Sign #1: You stick to a budget
When you rent, you generally do not have to worry about incidental expenses, such as replacing an air conditioning unit or spending half your paycheck on a new water heater. As a renter, your landlord took care of these unexpected emergencies. With a house, however, you are on your own. If something breaks, it is your job to fix it or replace it. Without a solid budget in place, you might feel like you are forever putting out fires with your hard-earned cash. Budgeting allows you to manage your incoming and outgoing cash, so you know exactly how much house you can really afford.
Sign #2: You have saved money for a down payment and closing costs
If you are going with a traditional mortgage, you will need to put down 20 percent cash toward the purchase of your home. For example, if you are buying a $150,000 house, you will need a down payment of $30,000. If this is out of your reach, there are other financing options available, such as an FHA loan. Guaranteed by the federal government, these loans allow buyers to purchase homes for as little as 3.5 percent down. If you go this route, however, you will end up with a higher monthly payment. You will also most likely have to pay mortgage insurance, which protects your lender if you default on your loan.

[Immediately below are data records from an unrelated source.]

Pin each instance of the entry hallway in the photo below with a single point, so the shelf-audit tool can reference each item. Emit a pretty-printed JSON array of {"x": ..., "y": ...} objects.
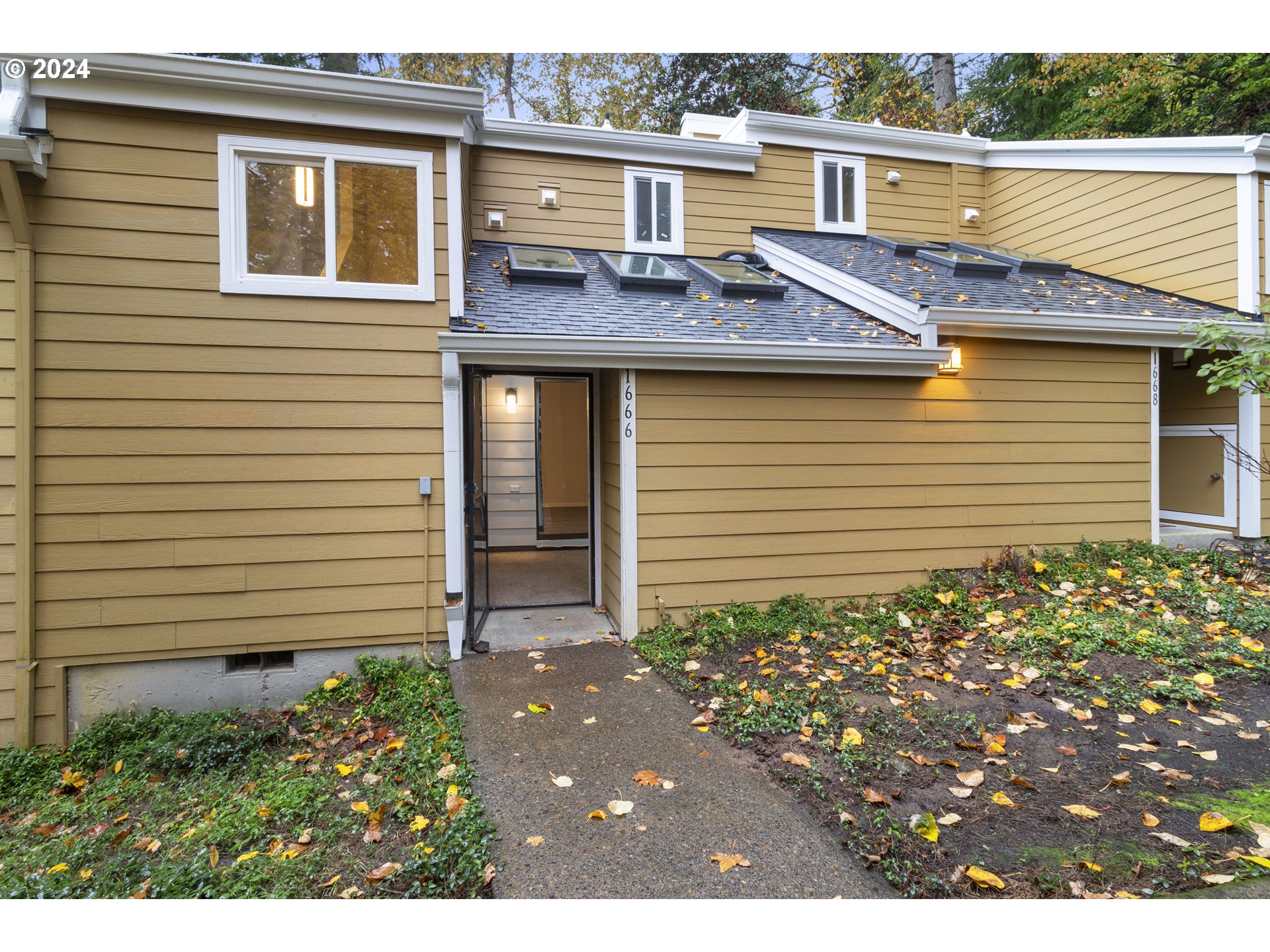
[{"x": 662, "y": 848}]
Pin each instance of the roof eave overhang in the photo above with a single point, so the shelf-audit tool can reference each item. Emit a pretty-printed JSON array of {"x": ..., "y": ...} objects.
[
  {"x": 836, "y": 284},
  {"x": 687, "y": 354},
  {"x": 621, "y": 145},
  {"x": 1076, "y": 328},
  {"x": 275, "y": 93}
]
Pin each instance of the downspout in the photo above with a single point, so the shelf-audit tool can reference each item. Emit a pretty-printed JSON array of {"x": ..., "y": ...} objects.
[{"x": 24, "y": 457}]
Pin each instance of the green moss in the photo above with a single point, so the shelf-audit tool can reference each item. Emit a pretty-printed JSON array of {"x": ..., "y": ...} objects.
[{"x": 1253, "y": 801}]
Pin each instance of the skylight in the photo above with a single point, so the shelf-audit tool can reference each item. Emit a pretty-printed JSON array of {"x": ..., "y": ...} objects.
[
  {"x": 904, "y": 245},
  {"x": 1021, "y": 262},
  {"x": 642, "y": 273},
  {"x": 544, "y": 266},
  {"x": 736, "y": 278},
  {"x": 963, "y": 264}
]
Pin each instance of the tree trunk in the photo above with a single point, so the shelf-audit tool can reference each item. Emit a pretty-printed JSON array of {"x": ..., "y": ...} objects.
[
  {"x": 507, "y": 85},
  {"x": 944, "y": 83}
]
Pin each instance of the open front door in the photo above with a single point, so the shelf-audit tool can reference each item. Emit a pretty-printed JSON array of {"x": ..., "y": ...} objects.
[{"x": 476, "y": 506}]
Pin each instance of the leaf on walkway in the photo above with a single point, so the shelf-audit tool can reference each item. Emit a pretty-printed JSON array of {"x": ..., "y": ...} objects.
[
  {"x": 984, "y": 879},
  {"x": 728, "y": 859},
  {"x": 1082, "y": 811}
]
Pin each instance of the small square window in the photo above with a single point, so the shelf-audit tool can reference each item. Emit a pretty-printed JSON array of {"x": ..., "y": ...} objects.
[
  {"x": 840, "y": 193},
  {"x": 654, "y": 211},
  {"x": 327, "y": 221}
]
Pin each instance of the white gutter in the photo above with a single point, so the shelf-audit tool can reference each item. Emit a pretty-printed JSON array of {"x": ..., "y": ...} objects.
[
  {"x": 27, "y": 153},
  {"x": 1079, "y": 328},
  {"x": 621, "y": 145},
  {"x": 686, "y": 354},
  {"x": 893, "y": 309},
  {"x": 275, "y": 93}
]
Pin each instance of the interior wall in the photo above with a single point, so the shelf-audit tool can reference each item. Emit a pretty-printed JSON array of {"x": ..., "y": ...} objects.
[
  {"x": 509, "y": 467},
  {"x": 566, "y": 467}
]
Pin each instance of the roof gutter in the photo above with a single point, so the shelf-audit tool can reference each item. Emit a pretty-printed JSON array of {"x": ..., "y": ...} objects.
[
  {"x": 687, "y": 354},
  {"x": 24, "y": 454},
  {"x": 840, "y": 286},
  {"x": 1076, "y": 328},
  {"x": 622, "y": 145}
]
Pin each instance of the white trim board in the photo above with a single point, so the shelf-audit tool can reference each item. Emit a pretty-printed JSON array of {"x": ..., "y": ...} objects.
[{"x": 628, "y": 419}]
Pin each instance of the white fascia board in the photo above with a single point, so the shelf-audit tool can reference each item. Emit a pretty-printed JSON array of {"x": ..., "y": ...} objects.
[
  {"x": 1079, "y": 328},
  {"x": 837, "y": 136},
  {"x": 893, "y": 309},
  {"x": 621, "y": 145},
  {"x": 275, "y": 93},
  {"x": 693, "y": 124},
  {"x": 683, "y": 354}
]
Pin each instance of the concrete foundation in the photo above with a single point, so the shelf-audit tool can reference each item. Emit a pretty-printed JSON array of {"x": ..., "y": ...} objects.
[{"x": 205, "y": 683}]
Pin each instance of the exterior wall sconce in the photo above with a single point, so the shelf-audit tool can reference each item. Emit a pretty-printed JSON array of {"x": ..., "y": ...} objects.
[
  {"x": 305, "y": 186},
  {"x": 954, "y": 364}
]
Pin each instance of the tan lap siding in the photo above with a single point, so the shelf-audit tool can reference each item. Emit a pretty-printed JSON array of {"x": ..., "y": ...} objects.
[
  {"x": 610, "y": 494},
  {"x": 7, "y": 469},
  {"x": 218, "y": 473},
  {"x": 752, "y": 487},
  {"x": 1170, "y": 230}
]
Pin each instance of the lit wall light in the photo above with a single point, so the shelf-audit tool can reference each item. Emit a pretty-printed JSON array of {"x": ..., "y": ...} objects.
[
  {"x": 305, "y": 186},
  {"x": 954, "y": 364}
]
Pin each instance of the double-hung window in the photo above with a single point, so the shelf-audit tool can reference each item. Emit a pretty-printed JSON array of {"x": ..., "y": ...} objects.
[
  {"x": 840, "y": 193},
  {"x": 654, "y": 211},
  {"x": 325, "y": 221}
]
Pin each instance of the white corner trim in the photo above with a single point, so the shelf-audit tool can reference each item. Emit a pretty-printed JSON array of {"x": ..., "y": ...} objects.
[
  {"x": 675, "y": 178},
  {"x": 628, "y": 420},
  {"x": 1155, "y": 444},
  {"x": 621, "y": 145},
  {"x": 277, "y": 93},
  {"x": 1248, "y": 243},
  {"x": 454, "y": 494},
  {"x": 233, "y": 153},
  {"x": 458, "y": 260},
  {"x": 689, "y": 354},
  {"x": 1249, "y": 441},
  {"x": 840, "y": 286}
]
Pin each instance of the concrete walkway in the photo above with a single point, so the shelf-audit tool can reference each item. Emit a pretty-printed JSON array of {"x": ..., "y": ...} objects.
[{"x": 661, "y": 850}]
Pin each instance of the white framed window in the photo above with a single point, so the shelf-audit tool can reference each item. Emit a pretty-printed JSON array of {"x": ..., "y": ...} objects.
[
  {"x": 325, "y": 221},
  {"x": 654, "y": 211},
  {"x": 840, "y": 193}
]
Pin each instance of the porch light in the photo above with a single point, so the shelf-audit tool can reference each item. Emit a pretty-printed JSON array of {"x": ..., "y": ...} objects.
[
  {"x": 305, "y": 186},
  {"x": 954, "y": 364}
]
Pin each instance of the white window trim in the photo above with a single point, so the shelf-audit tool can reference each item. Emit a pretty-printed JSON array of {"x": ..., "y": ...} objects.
[
  {"x": 675, "y": 245},
  {"x": 233, "y": 154},
  {"x": 857, "y": 161}
]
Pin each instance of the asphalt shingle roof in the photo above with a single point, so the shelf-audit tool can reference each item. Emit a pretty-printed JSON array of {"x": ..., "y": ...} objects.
[
  {"x": 1075, "y": 292},
  {"x": 497, "y": 303}
]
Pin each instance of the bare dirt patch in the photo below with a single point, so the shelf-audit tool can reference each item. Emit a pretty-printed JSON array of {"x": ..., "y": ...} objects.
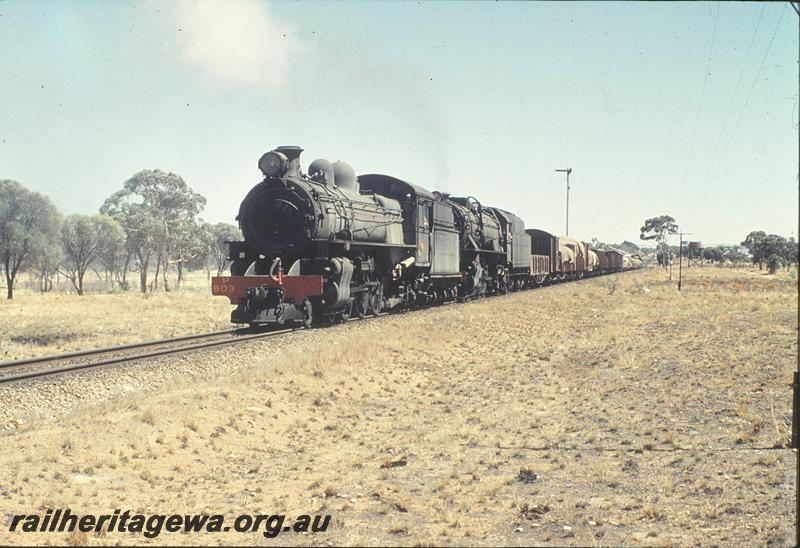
[{"x": 610, "y": 411}]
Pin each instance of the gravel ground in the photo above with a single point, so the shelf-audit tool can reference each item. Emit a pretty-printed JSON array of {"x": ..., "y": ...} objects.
[{"x": 612, "y": 411}]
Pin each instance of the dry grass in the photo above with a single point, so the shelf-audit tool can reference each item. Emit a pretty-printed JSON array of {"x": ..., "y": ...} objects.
[
  {"x": 34, "y": 324},
  {"x": 586, "y": 418}
]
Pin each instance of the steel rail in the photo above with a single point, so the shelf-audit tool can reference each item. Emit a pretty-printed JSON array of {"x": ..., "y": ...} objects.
[
  {"x": 136, "y": 357},
  {"x": 5, "y": 379},
  {"x": 106, "y": 349}
]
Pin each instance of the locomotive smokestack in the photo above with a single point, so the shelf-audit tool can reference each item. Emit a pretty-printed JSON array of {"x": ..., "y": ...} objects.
[{"x": 292, "y": 154}]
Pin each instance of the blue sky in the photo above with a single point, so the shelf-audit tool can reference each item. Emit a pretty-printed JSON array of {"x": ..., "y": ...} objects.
[{"x": 483, "y": 99}]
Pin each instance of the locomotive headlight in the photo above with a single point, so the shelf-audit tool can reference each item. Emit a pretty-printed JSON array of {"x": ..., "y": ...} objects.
[{"x": 273, "y": 164}]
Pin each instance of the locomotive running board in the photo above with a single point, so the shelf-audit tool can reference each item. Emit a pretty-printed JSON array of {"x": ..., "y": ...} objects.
[{"x": 296, "y": 288}]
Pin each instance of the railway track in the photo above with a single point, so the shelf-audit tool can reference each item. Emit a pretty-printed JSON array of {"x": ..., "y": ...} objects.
[{"x": 56, "y": 364}]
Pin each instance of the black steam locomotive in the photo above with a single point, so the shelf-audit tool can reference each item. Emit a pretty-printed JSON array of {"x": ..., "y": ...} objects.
[{"x": 325, "y": 245}]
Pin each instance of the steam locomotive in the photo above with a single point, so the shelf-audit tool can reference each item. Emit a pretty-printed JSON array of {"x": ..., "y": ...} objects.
[{"x": 322, "y": 246}]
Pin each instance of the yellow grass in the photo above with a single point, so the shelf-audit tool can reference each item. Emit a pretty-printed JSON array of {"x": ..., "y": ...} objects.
[{"x": 34, "y": 324}]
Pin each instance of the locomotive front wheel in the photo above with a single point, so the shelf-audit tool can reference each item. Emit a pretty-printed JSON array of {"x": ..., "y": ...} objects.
[
  {"x": 376, "y": 301},
  {"x": 308, "y": 313},
  {"x": 361, "y": 305},
  {"x": 348, "y": 311}
]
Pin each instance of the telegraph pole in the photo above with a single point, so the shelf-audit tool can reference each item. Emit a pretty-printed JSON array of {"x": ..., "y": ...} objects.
[
  {"x": 567, "y": 171},
  {"x": 680, "y": 256}
]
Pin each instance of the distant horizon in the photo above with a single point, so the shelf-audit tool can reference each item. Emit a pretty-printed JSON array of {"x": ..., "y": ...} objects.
[{"x": 683, "y": 109}]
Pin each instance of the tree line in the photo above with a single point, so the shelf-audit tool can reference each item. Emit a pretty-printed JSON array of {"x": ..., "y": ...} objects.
[
  {"x": 150, "y": 227},
  {"x": 771, "y": 250}
]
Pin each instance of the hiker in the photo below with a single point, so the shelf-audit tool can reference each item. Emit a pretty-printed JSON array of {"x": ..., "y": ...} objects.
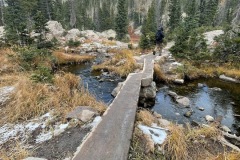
[{"x": 159, "y": 41}]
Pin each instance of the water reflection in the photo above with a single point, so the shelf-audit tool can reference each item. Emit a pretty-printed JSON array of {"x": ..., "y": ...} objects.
[{"x": 216, "y": 103}]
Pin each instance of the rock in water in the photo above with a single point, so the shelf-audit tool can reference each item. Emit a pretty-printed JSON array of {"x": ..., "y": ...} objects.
[
  {"x": 117, "y": 89},
  {"x": 188, "y": 114},
  {"x": 184, "y": 101},
  {"x": 226, "y": 129}
]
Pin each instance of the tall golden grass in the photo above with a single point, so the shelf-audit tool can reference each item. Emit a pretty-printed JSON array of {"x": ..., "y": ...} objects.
[
  {"x": 63, "y": 58},
  {"x": 128, "y": 66},
  {"x": 34, "y": 99},
  {"x": 15, "y": 152}
]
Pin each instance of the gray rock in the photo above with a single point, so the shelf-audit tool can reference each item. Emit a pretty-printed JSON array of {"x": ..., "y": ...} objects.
[
  {"x": 226, "y": 129},
  {"x": 229, "y": 79},
  {"x": 216, "y": 89},
  {"x": 178, "y": 81},
  {"x": 157, "y": 115},
  {"x": 200, "y": 108},
  {"x": 73, "y": 34},
  {"x": 148, "y": 92},
  {"x": 82, "y": 113},
  {"x": 188, "y": 114},
  {"x": 209, "y": 118},
  {"x": 164, "y": 123},
  {"x": 200, "y": 85},
  {"x": 34, "y": 158},
  {"x": 117, "y": 89},
  {"x": 172, "y": 94}
]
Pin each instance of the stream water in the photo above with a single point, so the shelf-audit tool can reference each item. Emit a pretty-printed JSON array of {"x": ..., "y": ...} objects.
[
  {"x": 101, "y": 89},
  {"x": 215, "y": 103}
]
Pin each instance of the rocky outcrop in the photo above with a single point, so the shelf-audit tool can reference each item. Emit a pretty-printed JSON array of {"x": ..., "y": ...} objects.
[
  {"x": 90, "y": 34},
  {"x": 55, "y": 30},
  {"x": 108, "y": 34},
  {"x": 73, "y": 34}
]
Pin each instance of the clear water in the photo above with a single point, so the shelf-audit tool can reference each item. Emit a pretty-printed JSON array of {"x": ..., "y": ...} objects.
[
  {"x": 215, "y": 103},
  {"x": 101, "y": 90}
]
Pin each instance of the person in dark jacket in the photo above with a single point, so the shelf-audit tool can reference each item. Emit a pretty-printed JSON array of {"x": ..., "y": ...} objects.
[{"x": 159, "y": 41}]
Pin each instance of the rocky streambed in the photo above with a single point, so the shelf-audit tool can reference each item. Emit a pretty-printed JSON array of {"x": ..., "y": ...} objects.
[{"x": 201, "y": 99}]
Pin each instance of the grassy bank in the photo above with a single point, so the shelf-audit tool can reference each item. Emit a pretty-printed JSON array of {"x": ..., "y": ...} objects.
[
  {"x": 182, "y": 143},
  {"x": 122, "y": 63},
  {"x": 63, "y": 58}
]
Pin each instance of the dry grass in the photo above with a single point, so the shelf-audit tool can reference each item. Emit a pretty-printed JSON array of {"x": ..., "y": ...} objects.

You must also factor in closing costs, which generally make up between 3 and 6 percent of the home’s purchase price. In many home sales, however, sellers agree to bear these costs.
Sign #3: You have a stable career
Taking out a mortgage is a huge commitment. If you default, the damage to your personal credit can stop you from making other significant purchases for years to come. Foreclosure can also cost you thousands of dollars, bad credit, and a damaged reputation. If your lender obtains a court judgment against you, it can even garnish your wages. Before you purchase, consider whether you have the job stability to maintain a consistent cash flow. If your paycheck is unreliable, it is not a good time to buy.
Sign #4: You have a healthy emergency fund
Life always throws curveballs. An unexpected health crisis, a new baby, or a divorce can leave you reeling emotionally as well as financially. If you need to take time off work for an extended period, make sure you have the reserve funds to continue paying your mortgage on time.
Sign #5: You are not burdened by debt
When you apply for a mortgage, lenders take a hard look at your debt-to-income ratio. This figure shows how much money you are bringing home versus how much you are paying out. According to generally accepted industry standards, your total debts, including your mortgage, should not consume more than 36 percent of your monthly income. Having a bunch of credit cards siphoning away your income each month, consider paying them down before you apply for a mortgage.
If one or two signs are missing from your checklist, all is not lost. If you truly want to own your own home, you can always find a way to realize your dream. Whether you create a detailed budget or pay off some old debt, your path to home ownership might be shorter than you think.